[15?] RFR (S): 8249192: MonitorInfo stores raw oops across safepoints
serguei.spitsyn at oracle.com
serguei.spitsyn at oracle.com
Wed Jul 22 02:13:51 UTC 2020
Hi Thomas,
The fix looks okay to me.
The 15 fix is identical to 16.
This file finally was not changed: src/hotspot/share/runtime/vframe_hp.cpp .
Several files need a copyright comment update.
What tests do you run?
We need at least tier3 to make sure there are no regressions in the
JVMTI and JDI tests.
Thanks,
Serguei
On 7/21/20 11:00, Thomas Schatzl wrote:
> Hi Coleen and David,
>
> thanks for your reviews.
>
> On 21.07.20 03:29, David Holmes wrote:
>> Hi Thomas,
>>
>> On 21/07/2020 12:49 am, Thomas Schatzl wrote:
>>> Forwarding to hotspot-dev where it belongs after wrongly sending to
>>> hotspot-gc-dev.
>>
>> This touches serviceability code as well so cc'ing for good measure.
>>
>> Thanks for taking this one on as it wasn't actually a GC issue!
>
> I have been looking into strange G1 crashes with changed young gen
> sizing in tier8, which looked very similar to the crashes in that
> StackWalker/LocalsAndOperands.java test (thanks to Dean Long making us
> aware of these crashes).
> I guessed correctly in hindsight, that the main difference between C2
> and Graal would be GC timing, so the problem could be related.
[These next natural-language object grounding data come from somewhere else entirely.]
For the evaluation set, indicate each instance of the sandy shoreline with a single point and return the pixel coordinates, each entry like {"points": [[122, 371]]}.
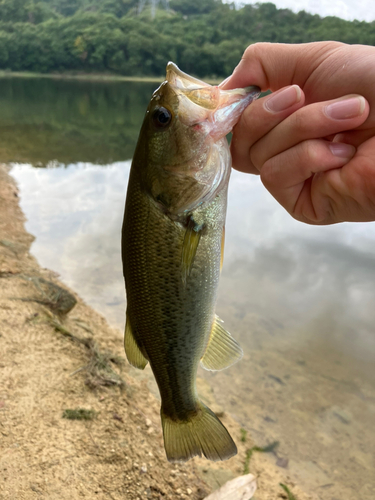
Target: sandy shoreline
{"points": [[43, 372]]}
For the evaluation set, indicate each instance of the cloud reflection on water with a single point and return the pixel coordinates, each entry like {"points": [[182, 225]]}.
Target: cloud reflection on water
{"points": [[274, 266], [299, 299]]}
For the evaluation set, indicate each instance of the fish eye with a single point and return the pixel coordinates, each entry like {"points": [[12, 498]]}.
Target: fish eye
{"points": [[161, 117]]}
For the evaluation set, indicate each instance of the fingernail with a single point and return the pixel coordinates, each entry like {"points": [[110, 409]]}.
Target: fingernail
{"points": [[284, 99], [346, 108], [342, 150], [224, 81]]}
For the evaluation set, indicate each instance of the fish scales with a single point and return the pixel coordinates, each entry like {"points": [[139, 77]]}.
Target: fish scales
{"points": [[172, 245]]}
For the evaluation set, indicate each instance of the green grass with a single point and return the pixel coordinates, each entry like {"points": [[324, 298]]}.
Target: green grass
{"points": [[250, 451]]}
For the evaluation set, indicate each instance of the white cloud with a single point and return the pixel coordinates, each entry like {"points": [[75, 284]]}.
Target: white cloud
{"points": [[345, 9]]}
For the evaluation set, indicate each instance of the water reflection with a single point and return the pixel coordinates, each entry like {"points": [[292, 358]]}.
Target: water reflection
{"points": [[45, 120], [298, 298]]}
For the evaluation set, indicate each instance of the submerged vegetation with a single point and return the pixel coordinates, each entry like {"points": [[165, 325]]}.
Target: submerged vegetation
{"points": [[204, 37]]}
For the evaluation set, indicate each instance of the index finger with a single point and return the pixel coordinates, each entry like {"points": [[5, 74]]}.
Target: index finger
{"points": [[272, 66]]}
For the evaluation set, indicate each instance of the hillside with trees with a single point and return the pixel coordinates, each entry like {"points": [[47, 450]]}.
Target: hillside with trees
{"points": [[205, 37]]}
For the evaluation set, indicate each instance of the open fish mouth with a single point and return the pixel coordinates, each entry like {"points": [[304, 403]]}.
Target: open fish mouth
{"points": [[213, 110]]}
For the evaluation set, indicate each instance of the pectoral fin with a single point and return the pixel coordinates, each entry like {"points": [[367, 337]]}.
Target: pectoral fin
{"points": [[222, 350], [189, 248], [222, 248], [132, 351]]}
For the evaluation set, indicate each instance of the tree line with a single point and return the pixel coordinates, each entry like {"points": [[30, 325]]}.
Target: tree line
{"points": [[204, 37]]}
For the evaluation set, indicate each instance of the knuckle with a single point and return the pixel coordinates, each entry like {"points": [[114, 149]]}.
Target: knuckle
{"points": [[268, 175]]}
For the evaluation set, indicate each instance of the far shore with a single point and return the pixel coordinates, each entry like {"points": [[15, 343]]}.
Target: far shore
{"points": [[105, 77]]}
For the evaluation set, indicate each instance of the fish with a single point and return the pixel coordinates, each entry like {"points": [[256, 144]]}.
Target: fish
{"points": [[172, 253]]}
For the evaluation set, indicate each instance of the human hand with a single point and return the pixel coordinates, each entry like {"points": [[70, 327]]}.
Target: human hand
{"points": [[313, 139]]}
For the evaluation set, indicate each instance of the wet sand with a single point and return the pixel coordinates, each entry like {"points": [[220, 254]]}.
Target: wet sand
{"points": [[43, 372]]}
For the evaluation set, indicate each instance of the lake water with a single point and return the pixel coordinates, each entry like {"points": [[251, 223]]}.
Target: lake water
{"points": [[299, 299]]}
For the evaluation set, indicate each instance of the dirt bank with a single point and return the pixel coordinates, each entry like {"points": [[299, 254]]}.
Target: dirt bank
{"points": [[50, 364]]}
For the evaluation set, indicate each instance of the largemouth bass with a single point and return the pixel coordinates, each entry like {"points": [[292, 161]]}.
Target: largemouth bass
{"points": [[172, 244]]}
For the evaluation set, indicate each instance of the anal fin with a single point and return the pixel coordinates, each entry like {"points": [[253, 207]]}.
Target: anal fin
{"points": [[132, 351], [222, 349]]}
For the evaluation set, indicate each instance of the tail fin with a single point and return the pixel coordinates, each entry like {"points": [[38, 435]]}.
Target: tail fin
{"points": [[202, 434]]}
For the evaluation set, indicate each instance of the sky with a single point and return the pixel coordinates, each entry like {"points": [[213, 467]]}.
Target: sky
{"points": [[363, 10]]}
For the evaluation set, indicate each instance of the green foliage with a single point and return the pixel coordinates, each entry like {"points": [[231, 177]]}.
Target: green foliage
{"points": [[205, 37]]}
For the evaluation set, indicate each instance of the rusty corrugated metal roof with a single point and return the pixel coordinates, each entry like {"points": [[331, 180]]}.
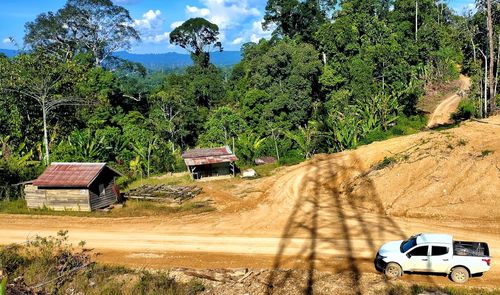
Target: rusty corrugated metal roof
{"points": [[208, 156], [69, 175]]}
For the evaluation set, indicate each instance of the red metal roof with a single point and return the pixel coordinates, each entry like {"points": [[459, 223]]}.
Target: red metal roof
{"points": [[69, 175], [208, 156]]}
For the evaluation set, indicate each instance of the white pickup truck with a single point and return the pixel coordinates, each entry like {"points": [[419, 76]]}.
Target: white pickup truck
{"points": [[434, 253]]}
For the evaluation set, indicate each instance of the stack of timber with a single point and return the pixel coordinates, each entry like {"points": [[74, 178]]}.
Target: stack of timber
{"points": [[164, 193]]}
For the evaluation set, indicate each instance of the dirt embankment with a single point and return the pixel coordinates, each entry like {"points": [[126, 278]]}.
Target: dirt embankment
{"points": [[442, 114], [331, 213]]}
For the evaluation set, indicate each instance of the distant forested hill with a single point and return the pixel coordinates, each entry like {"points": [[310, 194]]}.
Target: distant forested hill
{"points": [[8, 52], [171, 60], [166, 61]]}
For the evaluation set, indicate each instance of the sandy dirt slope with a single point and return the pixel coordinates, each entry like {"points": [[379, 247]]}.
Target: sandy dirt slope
{"points": [[442, 113], [330, 213]]}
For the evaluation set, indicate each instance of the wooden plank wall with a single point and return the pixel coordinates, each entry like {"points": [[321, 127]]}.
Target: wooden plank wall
{"points": [[57, 199], [97, 201]]}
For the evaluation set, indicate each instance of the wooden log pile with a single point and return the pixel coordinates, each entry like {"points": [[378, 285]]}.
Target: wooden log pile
{"points": [[164, 193]]}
Also we
> have some P2s for 15 with the same stack trace as in this reproducer
> and the mentioned tier8 (Kitchensink, 24h dacapo) failures that never
> reproduced... given that the issue reproduced much quicker in
> LocalsAndOperands (and given its source code gives a pretty narrow
> area where to look) it seemed easier to start with this one...
>
>>>
>>> -------- Forwarded Message --------
>>> Subject: [15?] RFR (S): 8249192: MonitorInfo stores raw oops across
>>> safepoints
>>> Date: Mon, 20 Jul 2020 12:07:38 +0200
>>> From: Thomas Schatzl <thomas.schatzl at oracle.com>
>>> To: hotspot-dev at openjdk.java.net <hotspot-gc-dev at openjdk.java.net>
>>>
>>> Hi all,
>>>
>>> can I get some reviews to handle'ize some raw oops in the
>>> MonitorInfo class?
>>>
>>> (Afaiu only) in LiveFrameStream::monitors_to_object_array() we try
>>> to allocate an objArray with raw oops held in the MonitorInfo class
>>> that are passed in a GrowableArray. This allocation can lead to a
>>> garbage collection, with the usual random crashes.
>>
>> Right - seems so obvious now. <sigh>
>>
>> Took me a while to convince myself no such similar problem was
>> lurking in the JVM TI code.
>>
>>> This change changes the raw oops in MonitorInfo to Handles,
>>
>> My main concern here was whether the MonitorInfo objects are thread
>> confined. For the StackWalker API we are always dealing with the
>> current thread so that is fine. For JVM TI, in mainline, we may be
>> executing code in the calling thread or the target thread; and in
>> older releases it will be the VMThread at a safepoint. But it seems
>> that the MonitorInfo's are confined to whichever thread that is, and
>> so Handle usage is safe.
>
>
>>
>>> and adds a few HandleMarks along the way to make these handles go
>>> away asap.
>>
>> That, and the ResourceMark changes, were a bit hard to follow.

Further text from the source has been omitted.